My father told me this – when Sholay released in 1975, children used to be scared of ‘Gabbar Singh’. He was the epitome of evilness, the ultimate villain. However, years later when Baazigar released in 1993, women crooned over the anti-hero character Ajay played by Shah Rukh. He did some awful things, but he wasn’t considered all bad.
When I was introduced to the corporate world, I had the misfortune of working with a terrible boss. He was rude and strict and confused and …I could go on and on but you get the point. He was the ultimate villain of my life back then.
And then one day I ran into him at a restaurant during the weekend. My first instinct was to hide and run out. But then he saw me and I couldn’t do that anymore. He called me over. I reluctantly went to him and noticed he had his family along. He introduced me to his wife, kid and father and then even added some (completely unexpected) praise for me. I said hello to all and then excused myself…I had friends waiting.

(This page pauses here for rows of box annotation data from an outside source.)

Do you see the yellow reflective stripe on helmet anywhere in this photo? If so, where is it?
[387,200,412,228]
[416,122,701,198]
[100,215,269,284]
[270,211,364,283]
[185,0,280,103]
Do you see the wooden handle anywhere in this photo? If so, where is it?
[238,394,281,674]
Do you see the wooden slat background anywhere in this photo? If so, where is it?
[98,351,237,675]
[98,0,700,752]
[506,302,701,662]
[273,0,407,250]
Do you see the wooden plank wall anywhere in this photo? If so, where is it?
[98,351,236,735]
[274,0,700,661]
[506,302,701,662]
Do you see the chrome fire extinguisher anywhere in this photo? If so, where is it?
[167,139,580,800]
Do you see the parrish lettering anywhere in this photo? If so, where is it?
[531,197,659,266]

Over the next hour I noticed things in him I never had earlier. He was smiling most of the time, his kid seemed to adore him, he was even helpful to his father who was old. In other words he wasn’t behaving like the super-villain I always took him to be. I am sure to his family he must be the hero.
And that is when I realized it – There are no villains…only heroes (good people who do good things) and anti-heroes (good people who sometimes do bad things).
Somewhere along the years I had forgotten this important lesson. I was reminded of it recently when I noticed someone I used to detest earlier do something nice. Now I don’t detest him any more, but yes I don’t like certain things he does. Separating the deed from the doer makes all the difference.